L'Italia resta nel mirino degli investitori, nonostante la distensione sui mercati delle ultime sedute che - dopo un ottobre horribilis - ha ridato fiato a Piazza Affari e ai titoli di Stato, con lo spread sceso sotto 300 punti base. Il rimbalzo di inizio novembre ha caratterizzato un po' tutti i listini. La protagonista è sempre la manovra finanziaria che ha già cominciato formalmente il suo iter alla Camera. L’Italia ha fino al 13 novembre per rispondere o correggendo il suo bilancio per rispettare in pieno le regole della Commissione Europea (altamente improbabile) oppure inviando nuovamente lo stesso budget o una versione a malapena modificata (più probabile). Sarà per questo che, in una settimana piena zeppa di’mportanti trimestrali, sono stati molti i commenti sullo scontro tra Roma e Bruxelles. “È vero che siamo in una situazione in cui c’è stata una comunicazione non delle migliori da parte del governo ma anche da parte dell’Europa. Però d’altro canto i fondamentali sono solidi e non vedo nessuna possibilità che il PIL cresca meno dell’1% nel 2019”, ha detto ad esempio Carlo Messina, CEO di Intesa Sanpaolo, durante una call conference. Il banchiere ha aggiunto che comunque anche con una crescita del PIL tra 0,5% e 1% non c’è alcun impatto sul costo del rischio di Intesa. “I fondamentali sono molto solidi, non c’è nessuno scenario da Armageddon. Se si vuole vedere un Armageddon si deve andare al cinema”, ha aggiunto.
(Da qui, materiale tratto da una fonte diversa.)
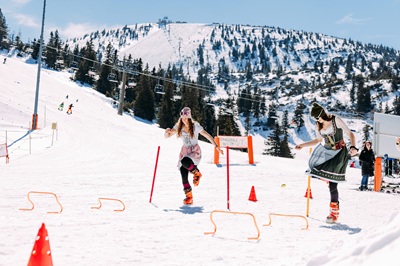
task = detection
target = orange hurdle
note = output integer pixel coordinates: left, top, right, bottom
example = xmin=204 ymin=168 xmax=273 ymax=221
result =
xmin=263 ymin=213 xmax=308 ymax=230
xmin=20 ymin=191 xmax=63 ymax=213
xmin=204 ymin=210 xmax=260 ymax=240
xmin=92 ymin=198 xmax=125 ymax=212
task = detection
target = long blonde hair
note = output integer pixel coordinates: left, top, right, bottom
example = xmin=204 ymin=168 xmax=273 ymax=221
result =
xmin=316 ymin=113 xmax=335 ymax=131
xmin=177 ymin=118 xmax=194 ymax=138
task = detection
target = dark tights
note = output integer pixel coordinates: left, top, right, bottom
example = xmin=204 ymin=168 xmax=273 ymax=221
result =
xmin=180 ymin=157 xmax=196 ymax=191
xmin=329 ymin=182 xmax=339 ymax=202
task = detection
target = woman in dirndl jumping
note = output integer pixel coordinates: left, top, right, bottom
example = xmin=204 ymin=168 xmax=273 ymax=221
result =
xmin=164 ymin=107 xmax=224 ymax=204
xmin=295 ymin=102 xmax=358 ymax=223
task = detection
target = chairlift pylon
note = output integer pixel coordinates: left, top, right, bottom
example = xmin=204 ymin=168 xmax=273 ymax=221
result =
xmin=107 ymin=73 xmax=118 ymax=83
xmin=154 ymin=84 xmax=165 ymax=94
xmin=69 ymin=61 xmax=78 ymax=70
xmin=127 ymin=78 xmax=136 ymax=88
xmin=88 ymin=67 xmax=96 ymax=78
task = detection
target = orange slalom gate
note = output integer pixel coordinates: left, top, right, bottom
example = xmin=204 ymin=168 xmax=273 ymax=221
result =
xmin=204 ymin=210 xmax=260 ymax=240
xmin=263 ymin=213 xmax=308 ymax=230
xmin=92 ymin=198 xmax=125 ymax=212
xmin=20 ymin=191 xmax=63 ymax=213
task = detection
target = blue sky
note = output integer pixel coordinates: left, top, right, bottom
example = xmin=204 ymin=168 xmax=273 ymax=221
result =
xmin=0 ymin=0 xmax=400 ymax=49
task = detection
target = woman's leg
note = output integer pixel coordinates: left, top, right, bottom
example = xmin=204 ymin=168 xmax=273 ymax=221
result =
xmin=181 ymin=157 xmax=202 ymax=187
xmin=181 ymin=157 xmax=196 ymax=171
xmin=180 ymin=166 xmax=193 ymax=205
xmin=326 ymin=182 xmax=339 ymax=223
xmin=180 ymin=166 xmax=192 ymax=192
xmin=329 ymin=182 xmax=339 ymax=202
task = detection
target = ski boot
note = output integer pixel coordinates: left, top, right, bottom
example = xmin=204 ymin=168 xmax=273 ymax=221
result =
xmin=191 ymin=167 xmax=202 ymax=187
xmin=183 ymin=188 xmax=193 ymax=205
xmin=326 ymin=202 xmax=339 ymax=224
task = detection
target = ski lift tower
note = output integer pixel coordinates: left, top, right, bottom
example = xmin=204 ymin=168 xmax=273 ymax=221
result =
xmin=32 ymin=0 xmax=46 ymax=130
xmin=117 ymin=58 xmax=134 ymax=115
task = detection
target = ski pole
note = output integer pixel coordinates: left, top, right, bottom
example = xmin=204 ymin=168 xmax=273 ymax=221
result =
xmin=226 ymin=147 xmax=230 ymax=210
xmin=149 ymin=146 xmax=160 ymax=203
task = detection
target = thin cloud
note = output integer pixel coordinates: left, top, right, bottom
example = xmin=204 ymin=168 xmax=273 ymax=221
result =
xmin=13 ymin=14 xmax=39 ymax=28
xmin=336 ymin=14 xmax=369 ymax=25
xmin=11 ymin=0 xmax=32 ymax=5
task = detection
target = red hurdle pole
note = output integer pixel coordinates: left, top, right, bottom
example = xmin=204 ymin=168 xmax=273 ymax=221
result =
xmin=226 ymin=147 xmax=230 ymax=210
xmin=149 ymin=146 xmax=160 ymax=203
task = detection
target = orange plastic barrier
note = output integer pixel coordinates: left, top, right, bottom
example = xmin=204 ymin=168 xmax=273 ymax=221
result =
xmin=92 ymin=198 xmax=125 ymax=212
xmin=214 ymin=136 xmax=254 ymax=164
xmin=204 ymin=210 xmax=260 ymax=240
xmin=263 ymin=213 xmax=308 ymax=230
xmin=20 ymin=191 xmax=63 ymax=213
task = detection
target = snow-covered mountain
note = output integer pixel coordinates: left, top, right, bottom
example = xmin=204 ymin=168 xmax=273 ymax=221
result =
xmin=66 ymin=19 xmax=400 ymax=120
xmin=0 ymin=47 xmax=400 ymax=266
xmin=61 ymin=20 xmax=400 ymax=151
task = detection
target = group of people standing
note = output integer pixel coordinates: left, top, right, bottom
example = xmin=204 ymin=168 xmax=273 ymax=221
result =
xmin=164 ymin=103 xmax=375 ymax=223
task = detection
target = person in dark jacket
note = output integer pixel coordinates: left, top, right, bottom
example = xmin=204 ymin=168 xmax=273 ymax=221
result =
xmin=359 ymin=140 xmax=375 ymax=191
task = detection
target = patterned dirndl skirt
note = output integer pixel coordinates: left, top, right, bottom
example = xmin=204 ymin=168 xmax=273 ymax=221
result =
xmin=178 ymin=144 xmax=201 ymax=168
xmin=308 ymin=144 xmax=349 ymax=183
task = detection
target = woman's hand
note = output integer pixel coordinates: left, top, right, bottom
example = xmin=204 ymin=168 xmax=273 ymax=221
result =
xmin=294 ymin=144 xmax=303 ymax=150
xmin=164 ymin=128 xmax=172 ymax=138
xmin=350 ymin=146 xmax=358 ymax=156
xmin=215 ymin=146 xmax=224 ymax=155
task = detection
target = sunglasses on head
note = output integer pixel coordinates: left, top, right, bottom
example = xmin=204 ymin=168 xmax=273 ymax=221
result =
xmin=313 ymin=110 xmax=324 ymax=121
xmin=181 ymin=111 xmax=189 ymax=116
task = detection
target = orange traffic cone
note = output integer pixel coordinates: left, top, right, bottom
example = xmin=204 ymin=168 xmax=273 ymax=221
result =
xmin=249 ymin=186 xmax=257 ymax=201
xmin=304 ymin=188 xmax=312 ymax=199
xmin=28 ymin=223 xmax=53 ymax=266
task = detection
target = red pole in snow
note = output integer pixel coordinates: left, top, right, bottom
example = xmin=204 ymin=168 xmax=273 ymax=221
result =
xmin=226 ymin=147 xmax=230 ymax=210
xmin=149 ymin=146 xmax=160 ymax=203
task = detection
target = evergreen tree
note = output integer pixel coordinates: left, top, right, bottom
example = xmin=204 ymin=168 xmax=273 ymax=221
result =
xmin=75 ymin=40 xmax=96 ymax=85
xmin=96 ymin=43 xmax=113 ymax=97
xmin=357 ymin=78 xmax=371 ymax=113
xmin=0 ymin=8 xmax=10 ymax=50
xmin=264 ymin=123 xmax=282 ymax=157
xmin=31 ymin=39 xmax=40 ymax=60
xmin=44 ymin=30 xmax=61 ymax=69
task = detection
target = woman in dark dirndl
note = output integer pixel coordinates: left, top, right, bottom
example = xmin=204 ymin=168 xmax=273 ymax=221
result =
xmin=295 ymin=103 xmax=358 ymax=223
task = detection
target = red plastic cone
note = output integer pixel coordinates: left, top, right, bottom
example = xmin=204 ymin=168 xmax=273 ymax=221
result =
xmin=249 ymin=186 xmax=257 ymax=201
xmin=304 ymin=188 xmax=312 ymax=199
xmin=28 ymin=223 xmax=53 ymax=266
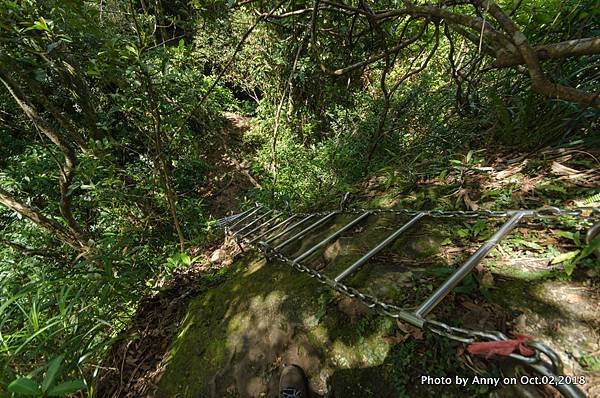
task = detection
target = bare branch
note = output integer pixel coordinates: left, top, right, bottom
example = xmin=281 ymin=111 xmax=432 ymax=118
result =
xmin=494 ymin=37 xmax=600 ymax=68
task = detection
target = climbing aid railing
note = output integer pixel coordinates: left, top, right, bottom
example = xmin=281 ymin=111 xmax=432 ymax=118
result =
xmin=213 ymin=205 xmax=600 ymax=397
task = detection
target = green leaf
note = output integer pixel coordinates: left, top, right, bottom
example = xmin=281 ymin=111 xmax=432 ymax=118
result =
xmin=580 ymin=236 xmax=600 ymax=258
xmin=48 ymin=380 xmax=86 ymax=397
xmin=465 ymin=149 xmax=473 ymax=164
xmin=8 ymin=377 xmax=42 ymax=396
xmin=42 ymin=355 xmax=65 ymax=392
xmin=513 ymin=238 xmax=544 ymax=250
xmin=552 ymin=250 xmax=579 ymax=264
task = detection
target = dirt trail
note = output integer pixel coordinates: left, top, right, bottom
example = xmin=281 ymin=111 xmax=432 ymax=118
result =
xmin=199 ymin=112 xmax=260 ymax=218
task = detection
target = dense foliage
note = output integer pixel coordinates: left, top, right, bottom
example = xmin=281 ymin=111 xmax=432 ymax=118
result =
xmin=0 ymin=0 xmax=600 ymax=395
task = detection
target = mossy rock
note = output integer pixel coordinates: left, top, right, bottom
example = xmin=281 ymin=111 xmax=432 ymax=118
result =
xmin=154 ymin=253 xmax=478 ymax=398
xmin=155 ymin=255 xmax=400 ymax=397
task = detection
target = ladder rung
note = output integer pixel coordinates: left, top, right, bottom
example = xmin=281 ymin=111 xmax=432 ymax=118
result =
xmin=233 ymin=210 xmax=274 ymax=236
xmin=292 ymin=211 xmax=371 ymax=263
xmin=249 ymin=214 xmax=298 ymax=243
xmin=228 ymin=206 xmax=261 ymax=231
xmin=335 ymin=213 xmax=426 ymax=282
xmin=415 ymin=212 xmax=526 ymax=317
xmin=275 ymin=211 xmax=338 ymax=250
xmin=241 ymin=212 xmax=281 ymax=239
xmin=263 ymin=214 xmax=315 ymax=244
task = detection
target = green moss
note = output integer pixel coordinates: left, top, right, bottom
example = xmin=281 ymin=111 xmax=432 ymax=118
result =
xmin=156 ymin=249 xmax=428 ymax=398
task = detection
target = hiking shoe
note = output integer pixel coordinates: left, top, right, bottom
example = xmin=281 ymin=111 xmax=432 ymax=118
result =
xmin=279 ymin=365 xmax=308 ymax=398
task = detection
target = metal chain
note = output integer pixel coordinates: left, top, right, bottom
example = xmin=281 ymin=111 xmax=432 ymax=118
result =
xmin=218 ymin=206 xmax=600 ymax=224
xmin=218 ymin=206 xmax=600 ymax=397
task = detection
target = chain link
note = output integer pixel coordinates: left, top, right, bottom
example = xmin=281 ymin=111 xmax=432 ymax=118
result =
xmin=219 ymin=207 xmax=600 ymax=398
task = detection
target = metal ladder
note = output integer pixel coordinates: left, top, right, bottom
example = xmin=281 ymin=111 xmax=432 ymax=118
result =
xmin=218 ymin=205 xmax=600 ymax=397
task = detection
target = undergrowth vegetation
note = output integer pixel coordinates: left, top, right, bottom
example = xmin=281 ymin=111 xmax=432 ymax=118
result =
xmin=0 ymin=0 xmax=600 ymax=396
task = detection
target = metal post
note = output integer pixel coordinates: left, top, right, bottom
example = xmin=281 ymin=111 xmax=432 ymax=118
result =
xmin=261 ymin=214 xmax=315 ymax=244
xmin=275 ymin=211 xmax=338 ymax=250
xmin=228 ymin=206 xmax=261 ymax=231
xmin=240 ymin=212 xmax=281 ymax=239
xmin=233 ymin=210 xmax=273 ymax=236
xmin=292 ymin=211 xmax=371 ymax=263
xmin=335 ymin=213 xmax=426 ymax=282
xmin=248 ymin=214 xmax=298 ymax=243
xmin=415 ymin=212 xmax=526 ymax=317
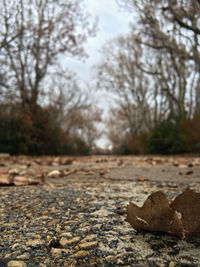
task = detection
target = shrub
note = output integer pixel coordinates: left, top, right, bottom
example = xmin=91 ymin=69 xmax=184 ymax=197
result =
xmin=148 ymin=120 xmax=185 ymax=154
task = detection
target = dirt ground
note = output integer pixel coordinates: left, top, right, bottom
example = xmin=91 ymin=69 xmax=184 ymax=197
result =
xmin=0 ymin=155 xmax=200 ymax=267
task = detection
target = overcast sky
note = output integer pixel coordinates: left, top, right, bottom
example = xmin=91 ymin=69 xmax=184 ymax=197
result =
xmin=67 ymin=0 xmax=134 ymax=147
xmin=67 ymin=0 xmax=131 ymax=81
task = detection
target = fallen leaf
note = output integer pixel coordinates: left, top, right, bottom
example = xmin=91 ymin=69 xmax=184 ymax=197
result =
xmin=126 ymin=189 xmax=200 ymax=237
xmin=137 ymin=177 xmax=149 ymax=182
xmin=0 ymin=174 xmax=13 ymax=186
xmin=170 ymin=188 xmax=200 ymax=237
xmin=126 ymin=191 xmax=184 ymax=236
xmin=47 ymin=170 xmax=61 ymax=178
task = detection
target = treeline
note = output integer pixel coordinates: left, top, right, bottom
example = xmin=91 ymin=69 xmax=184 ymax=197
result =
xmin=0 ymin=0 xmax=101 ymax=155
xmin=113 ymin=115 xmax=200 ymax=155
xmin=97 ymin=0 xmax=200 ymax=154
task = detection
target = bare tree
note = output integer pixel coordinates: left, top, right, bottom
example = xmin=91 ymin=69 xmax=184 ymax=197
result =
xmin=118 ymin=0 xmax=200 ymax=117
xmin=97 ymin=34 xmax=151 ymax=136
xmin=0 ymin=0 xmax=94 ymax=110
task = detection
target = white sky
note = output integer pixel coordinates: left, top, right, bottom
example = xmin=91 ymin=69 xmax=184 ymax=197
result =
xmin=67 ymin=0 xmax=131 ymax=81
xmin=67 ymin=0 xmax=134 ymax=147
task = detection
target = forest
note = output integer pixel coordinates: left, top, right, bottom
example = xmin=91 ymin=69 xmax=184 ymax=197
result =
xmin=0 ymin=0 xmax=200 ymax=155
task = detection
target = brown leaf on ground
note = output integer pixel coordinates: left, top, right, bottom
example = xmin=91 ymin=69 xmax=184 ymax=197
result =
xmin=126 ymin=189 xmax=200 ymax=237
xmin=126 ymin=191 xmax=184 ymax=236
xmin=170 ymin=188 xmax=200 ymax=237
xmin=0 ymin=174 xmax=13 ymax=186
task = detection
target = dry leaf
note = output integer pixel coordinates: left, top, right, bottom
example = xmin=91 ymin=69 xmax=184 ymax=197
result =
xmin=170 ymin=188 xmax=200 ymax=237
xmin=126 ymin=189 xmax=200 ymax=237
xmin=126 ymin=191 xmax=184 ymax=236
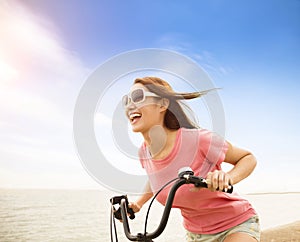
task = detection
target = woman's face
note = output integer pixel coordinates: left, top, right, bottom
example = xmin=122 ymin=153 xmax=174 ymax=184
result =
xmin=125 ymin=83 xmax=165 ymax=134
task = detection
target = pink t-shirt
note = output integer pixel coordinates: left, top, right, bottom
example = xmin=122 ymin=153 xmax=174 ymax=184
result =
xmin=139 ymin=128 xmax=256 ymax=234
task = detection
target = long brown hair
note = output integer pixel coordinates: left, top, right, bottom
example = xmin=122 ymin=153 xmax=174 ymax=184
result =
xmin=134 ymin=77 xmax=216 ymax=130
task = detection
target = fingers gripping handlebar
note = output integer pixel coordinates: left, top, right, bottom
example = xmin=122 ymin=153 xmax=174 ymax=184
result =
xmin=110 ymin=167 xmax=233 ymax=241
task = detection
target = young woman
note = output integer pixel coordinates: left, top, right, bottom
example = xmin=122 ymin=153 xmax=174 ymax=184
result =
xmin=123 ymin=77 xmax=260 ymax=242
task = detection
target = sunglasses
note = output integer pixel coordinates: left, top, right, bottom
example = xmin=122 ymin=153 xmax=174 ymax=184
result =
xmin=122 ymin=88 xmax=159 ymax=107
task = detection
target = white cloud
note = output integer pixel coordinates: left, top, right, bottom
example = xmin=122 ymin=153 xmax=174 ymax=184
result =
xmin=0 ymin=1 xmax=94 ymax=187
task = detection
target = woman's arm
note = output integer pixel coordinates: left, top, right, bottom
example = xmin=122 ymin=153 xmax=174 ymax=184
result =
xmin=207 ymin=142 xmax=257 ymax=191
xmin=129 ymin=181 xmax=153 ymax=213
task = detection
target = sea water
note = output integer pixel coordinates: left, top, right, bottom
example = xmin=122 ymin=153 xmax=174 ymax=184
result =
xmin=0 ymin=189 xmax=300 ymax=242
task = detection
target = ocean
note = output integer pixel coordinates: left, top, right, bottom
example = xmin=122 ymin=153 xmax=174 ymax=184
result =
xmin=0 ymin=189 xmax=300 ymax=242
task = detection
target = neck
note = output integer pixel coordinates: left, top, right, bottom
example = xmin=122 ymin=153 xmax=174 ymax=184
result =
xmin=143 ymin=125 xmax=177 ymax=158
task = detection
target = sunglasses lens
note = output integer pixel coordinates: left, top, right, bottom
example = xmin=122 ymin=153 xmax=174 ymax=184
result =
xmin=131 ymin=89 xmax=145 ymax=103
xmin=122 ymin=95 xmax=129 ymax=107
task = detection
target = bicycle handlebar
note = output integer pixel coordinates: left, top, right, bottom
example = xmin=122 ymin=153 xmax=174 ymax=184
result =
xmin=113 ymin=168 xmax=233 ymax=242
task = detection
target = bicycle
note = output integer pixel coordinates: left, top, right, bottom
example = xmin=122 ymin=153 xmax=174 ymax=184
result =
xmin=110 ymin=167 xmax=233 ymax=242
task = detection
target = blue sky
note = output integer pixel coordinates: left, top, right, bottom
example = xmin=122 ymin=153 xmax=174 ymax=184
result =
xmin=0 ymin=0 xmax=300 ymax=193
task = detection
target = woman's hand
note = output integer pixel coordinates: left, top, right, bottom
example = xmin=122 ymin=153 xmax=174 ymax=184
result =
xmin=129 ymin=202 xmax=142 ymax=213
xmin=206 ymin=170 xmax=233 ymax=192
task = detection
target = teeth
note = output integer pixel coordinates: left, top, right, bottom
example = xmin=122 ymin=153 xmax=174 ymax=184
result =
xmin=129 ymin=113 xmax=142 ymax=120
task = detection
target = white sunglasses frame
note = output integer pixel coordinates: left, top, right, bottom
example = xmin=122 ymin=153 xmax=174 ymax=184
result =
xmin=122 ymin=88 xmax=160 ymax=107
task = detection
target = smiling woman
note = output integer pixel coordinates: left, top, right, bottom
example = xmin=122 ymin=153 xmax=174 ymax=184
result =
xmin=123 ymin=77 xmax=260 ymax=242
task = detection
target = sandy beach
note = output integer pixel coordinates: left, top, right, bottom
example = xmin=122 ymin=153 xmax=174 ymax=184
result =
xmin=261 ymin=220 xmax=300 ymax=242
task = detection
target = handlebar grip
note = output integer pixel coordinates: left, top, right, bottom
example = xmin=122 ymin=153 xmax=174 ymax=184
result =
xmin=189 ymin=176 xmax=233 ymax=193
xmin=127 ymin=207 xmax=135 ymax=220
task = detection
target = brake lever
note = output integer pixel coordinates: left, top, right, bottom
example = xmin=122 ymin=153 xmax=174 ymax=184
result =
xmin=110 ymin=195 xmax=135 ymax=220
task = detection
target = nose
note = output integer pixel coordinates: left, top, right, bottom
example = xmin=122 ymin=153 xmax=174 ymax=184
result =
xmin=125 ymin=100 xmax=136 ymax=111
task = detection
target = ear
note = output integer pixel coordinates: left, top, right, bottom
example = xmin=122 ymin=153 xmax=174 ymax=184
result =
xmin=160 ymin=98 xmax=170 ymax=111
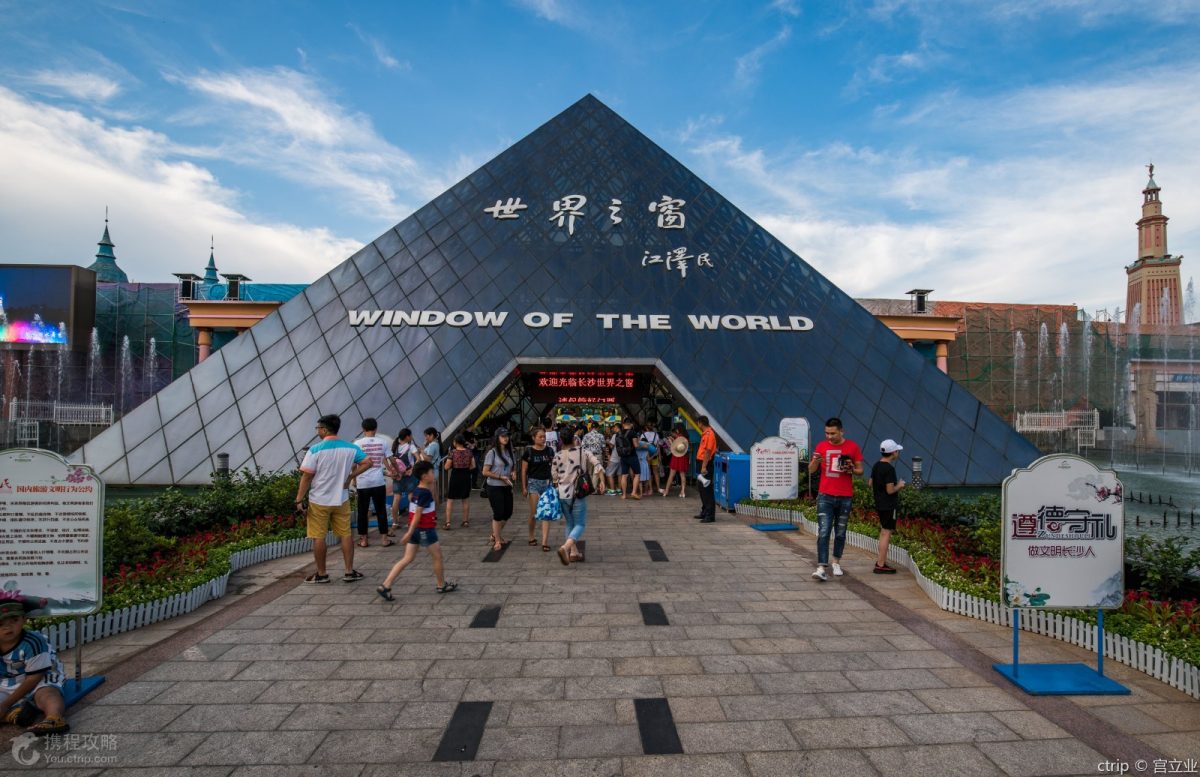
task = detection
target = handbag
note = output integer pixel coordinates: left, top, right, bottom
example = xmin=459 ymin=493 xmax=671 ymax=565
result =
xmin=534 ymin=488 xmax=563 ymax=520
xmin=574 ymin=451 xmax=595 ymax=499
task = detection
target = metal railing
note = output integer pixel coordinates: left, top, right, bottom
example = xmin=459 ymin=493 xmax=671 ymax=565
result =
xmin=8 ymin=399 xmax=113 ymax=426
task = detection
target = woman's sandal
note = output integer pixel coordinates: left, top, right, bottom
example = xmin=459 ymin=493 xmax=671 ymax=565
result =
xmin=25 ymin=715 xmax=71 ymax=736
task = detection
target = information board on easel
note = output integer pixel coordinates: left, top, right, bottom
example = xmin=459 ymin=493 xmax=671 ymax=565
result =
xmin=992 ymin=453 xmax=1129 ymax=695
Incertezza e misure anti spread

L’amministratore delegato di Banca Mediolanum, Massimo Doris, vede un margine operativo per l’intero 2018 in decisa crescita rispetto al 2017 e crede nei fondamentali del Paese, anche se l’incertezza attuale dei mercati sta creando timori tra gli investitori che chiedono anche come portare capitali all’estero o se fidarsi dei titoli di Stato. “Il Paese è sicuramente solido. Io non credo né al non rimborso dei debiti né all’uscita dall’euro”, spiega Doris all’agenzia di stampa Reuters. “Tutta questa incertezza sta però creando tensione e paura tra gli investitori. Ci sono clienti che ci chiedono se fidarsi dei titoli di Stato, richiesta che fino all’anno scorso non ci facevano. Noi ovviamente li rassicuriamo. Ci sono clienti che ci chiedono come portare all’estero un po’ di soldi in modo trasparente e dichiarato. Anche questa richiesta fino all’anno scorso non ci perveniva”, ha aggiunto.

C’è poi chi, come Poste Italiane, ha messo in campo una serie di misure per assorbire il livello di spread tra titoli di Stato italiani e tedeschi raggiunti nelle ultime settimane e non teme per il previsto aumento del dividendo. “Il Gruppo ha avuto un approccio proattivo nel corso dell’ultimo trimestre alla gestione dell’allargamento dello spread, e quindi oggi diremo che per quanto riguarda Poste Italiane abbiamo messo in piedi una serie di misure che sono in grado di assorbire un livello di spread come quello raggiunto nelle ultime settimane”, ha detto l’amministratore delegato Matteo Del Fante durante una call conference, dopo l’annuncio dei risultati del terzo trimestre. Anche il CEO di UniCreditJean Pierre Mustier, conversando con la stampa dopo la pubblicazione dei risultati del terzo trimestre, ha spiegato che l’esposizione del Gruppo ai governativi italiani è rimasta più o meno invariata ed è lievemente calata la duration a 3,1 anni da 3,3. I nuovi acquisti verranno contabilizzati come held-to-collect per limitare la sensibilità allo spread.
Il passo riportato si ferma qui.